The isolation of the
organism is not practicable in the majority of laboratories and is less certain
and more time-consuming than serology. CFT is the most widely used test but IF
and ELISA techniques are also used. In acute Q fever, phase II antibodies are
always present whereas phase I antibodies are usually transient and of low
titre. In chronic Q fever, phase I antibodies are always present and are often
very high. Phase II antibodies are usually present also, often at a
considerably higher titre than phase I antibodies. A single serum is usually
sufficient to produce the diagnosis; rising titres are rarely found in chronic
infections.
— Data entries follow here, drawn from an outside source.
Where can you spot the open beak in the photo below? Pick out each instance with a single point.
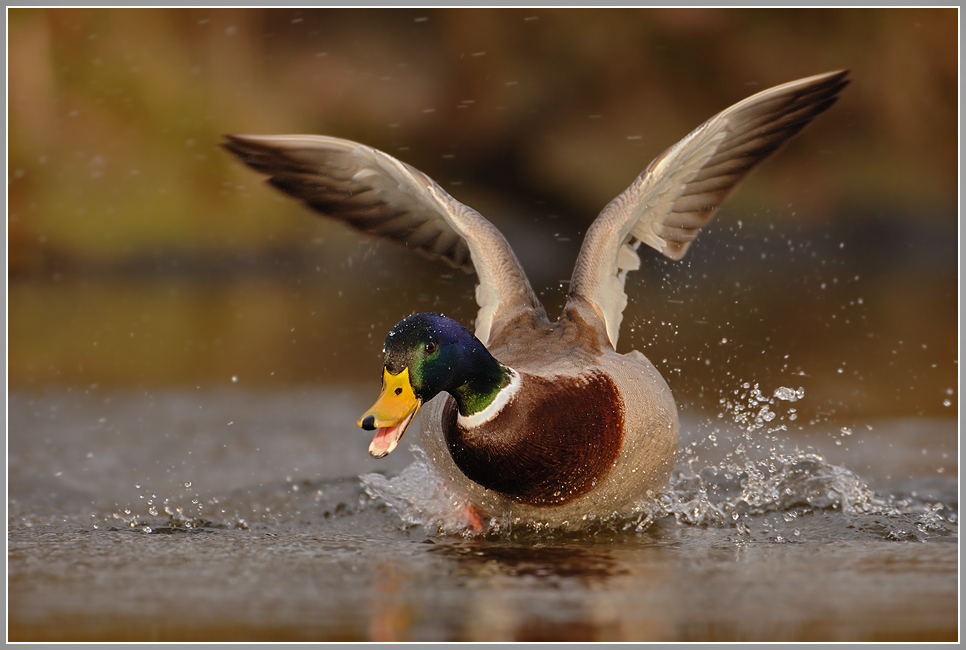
(391, 414)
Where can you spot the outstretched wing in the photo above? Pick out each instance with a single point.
(379, 195)
(680, 191)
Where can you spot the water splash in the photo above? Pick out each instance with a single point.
(758, 476)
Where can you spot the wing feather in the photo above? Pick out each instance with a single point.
(384, 197)
(678, 193)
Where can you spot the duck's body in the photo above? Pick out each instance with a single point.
(530, 419)
(587, 433)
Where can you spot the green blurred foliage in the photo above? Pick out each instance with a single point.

The differences in antibody responses between acute and chronic
infections may be because the phase II antigen is more superficial, or perhaps
because in chronic infections, organisms persist in phase I. There has been
much discussion about diagnostic levels of phase I antibody in chronic Q
fever. Serological tests differ in sensitivity from laboratory to laboratory
but most authors accept a phase I CF titre of 1:200 or more as diagnostic of
chronic infection.
The prognosis of Q fever endocarditis is highly variable. There had been many
reports of fatal cases. Some patients die within a few months despite
appropriate antibiotic treatment. However, most patients respond satisfactorily
to antibiotic therapy but treatment needs to be kept up for a long period or
even for life. Tetracyclines are the mainstay of
treatment, either alone or in combination with other antibiotics. There has
been controversy over the duration of antibiotic therapy; some authors suggest
that treatment should be continued indefinitely, while others suggest that
treatment should be for periods of at least 12 months, or until there is
clinical evidence of resolution of endocarditis or
the phase I CF antibodies have fallen below 200. Each patient should be treated
individually. Patients should be warned that antibiotic treatment should
continue for at east 2 years or more. Surgical replacement valves is indicated
where the valves are severely damaged. However, numerous cases of infection of
prosthetic valves have been recorded.
The majority of cases of acute Q fever do not require follow-up. They make a rapid clinical recovery with or often without tetracycline treatment. Some of the more severe cases require more careful consideration especially if complications such as myocarditis, hepatitis, encephalitis or haemolysis are seen. In these cases, as well serological testing for phase II antibodies, tests should be carried out for phase I antibodies. Rarely, the antibody persists for months without any signs of chronic infection. To date, little is known about the development of chronic Q fever following the acute attack, and it is not possible to postulate any predisposing factors which may lead to the development of chronic disease. However, f a patient suffering from a valvular abnormality of the heart develops Q fever, this is clearly an indication for thorough and probably prolonged antibiotic therapy and follow-up.